Still, voices are being raised and for many critics, this is just the formative stage of what may take decades. Indeed, many point to the fact that the message of environmental and child-advocacy groups that the impact of the automobile and television as technologic advances was not universally good went unchallenged for decades before gaining mainstream acceptance. Nowhere is the popular reverence for computer technology clearer than in the classroom.

THE INTERNET IS NOT LIKELY TO STIMULATE DEMOCRACY -- WE THOUGHT TELEVISION WOULD DO THAT AND IT DIDN'T

Paul Van Slambrouck, Staff writer of The Christian Science Monitor, The Christian Science Monitor, December 28, 1999, SECTION: USA; THE LONGER VIEW; Pg. 2 TITLE: In world of high tech, everyone is an island // acs-EE2001

Talbott of NetFuture sees a parallel between the coming of television and hopes that computer nets will stimulate democracy. "People assumed that by bringing distant politicians into the intimacy of the living room, the television would reenliven participatory democracy. But instead it helped to bring cosmetized, image-conscious, poll-driven politics, while voter apathy steadily increased."
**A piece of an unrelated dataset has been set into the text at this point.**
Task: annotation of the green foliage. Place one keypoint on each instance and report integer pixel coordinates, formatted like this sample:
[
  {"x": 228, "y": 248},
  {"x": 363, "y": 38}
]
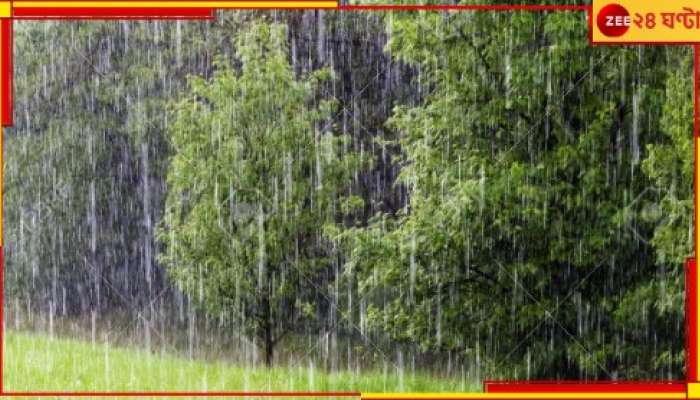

AS INTERNET REVOLUTION PROCEEDS, CRITICAL VOICES QUESTION ITS BENEFICENCE

Paul Van Slambrouck, Staff writer of The Christian Science Monitor, The Christian Science Monitor, December 28, 1999, SECTION: USA; THE LONGER VIEW; Pg. 2 TITLE: In world of high tech, everyone is an island // acs-EE2001

With e-commerce accelerating this holiday season faster than a runaway sleigh, America's embrace of computer and Internet technology is evidently warm and tightening. Yet just as other technologic leaps in modern American history begat skeptics and naysayers, the digital revolution that began with the popularization of the personal computer is beginning to rouse its own fledgling movement of questioners. These are not "the end is near" extremists or those simply arguing for better products, greater privacy, or clearer protections from the excesses of the Internet. Rather, they are a combination of antiestablishment philosophers and contrarian thinkers who have deep reservations about what they see as this period's unqualified reverence for computers and the networks that link them.